Issues with logstash sustained throughput

Ryan_Bellows · April 10, 2014, 7:12pm

Hi All,
Since upgrading to 1.4 (and ES 1.1) I've had no luck at all consuming logs,
with events averaging about 10k a second, peak around 15k. What happens is
Logstash processing cruises right along for a short while, then (without
any errors or otherwise obvious reasons) the redis input queue starts to
back up. Eventually redis will use up to it's memory limit and the shippers
stop sending logs. Once the queue is full Logstash cant ever catch up, and
I have to wipe out the queue and start over. Even with zero shippers
sending logs to redis, I can watch the queue length and see that Logstash,
when it gets to this state, is only handling a few thousand events every
few seconds, extremely slow.

The underlying infrastructure is pretty robust, here are the specs:

Indexer1: 2x6core cpus, 24gb memory
Indexer2: 2x8core cpus, 64gb memory

ES cluster:

3 x 64gb machines with 2x8core cpus, 64gb memory, 31gb for ES heap, all SSD
drives.

The ES machines should easily be able to handle what I'm throwing at them,
and load/iops/etc are well within limits at all times. So I don't think the
problem is ES.

I've got the 2 logstash indexer machines pulling from two different redis
queues, one on each host. Indexer2 handles just a single log which is high
volume. Indexer1 handles lower volume but several logs and more Logstash
processing. I was thinking of switching them up to throw more CPU at the
heavier-processing logstash instance, but honestly I doubt it would help
with the backups/througput issues as graphs from both machines show they
are not stressed for CPU at all. In fact load is pretty low, Logstash just
isn't using the cpus much once it gets backed up.
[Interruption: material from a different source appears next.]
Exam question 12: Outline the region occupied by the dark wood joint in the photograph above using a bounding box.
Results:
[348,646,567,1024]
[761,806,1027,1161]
Attached are my two indexer configs. I've tried bumping redis input_threads
up but this has little effect, same with batch_size. Both indexers are
started with -w (number of cores -1), and have 8gb heap configured for
Logstash.

host os:

CentOS 6.2 with latest kernel
Sun JRE 1.7.0_45
Logstash 1.4.0-1_c82dc09
ES 1.1.0

Here are some graphs showing the redis queue:
https://lh4.googleusercontent.com/-t6wTedvMHLY/U0bq7nejaqI/AAAAAAAAACo/NbAjNnHuBAI/s1600/indexer1.png https://lh5.googleusercontent.com/-L-du00g5mAs/U0bq-GtSFrI/AAAAAAAAACw/LJEbtGXnQ34/s1600/indexer2.png

And CPU usage during the same timeframe:
https://lh5.googleusercontent.com/-EHhbNorLiMY/U0bsqBGSE6I/AAAAAAAAADM/f21iu_46e_M/s1600/indexer2_cpu.png https://lh3.googleusercontent.com/-e4TAQXmAdK4/U0bsZuA2Z3I/AAAAAAAAAC8/u3G7BzNkGWE/s1600/indexer1_cpu.png

Attached are my two indexer configs.

Really frustrated by this issue, I've tried everything I can think of but
the end result is always the same. Any help or thoughts would be greatly
appreciated.

-Ryan

--
You received this message because you are subscribed to the Google Groups "elasticsearch" group.
To unsubscribe from this group and stop receiving emails from it, send an email to elasticsearch+unsubscribe@googlegroups.com.
To view this discussion on the web visit https://groups.google.com/d/msgid/elasticsearch/f100879e-7769-4747-ba9d-83265a1de996%40googlegroups.com.
For more options, visit https://groups.google.com/d/optout.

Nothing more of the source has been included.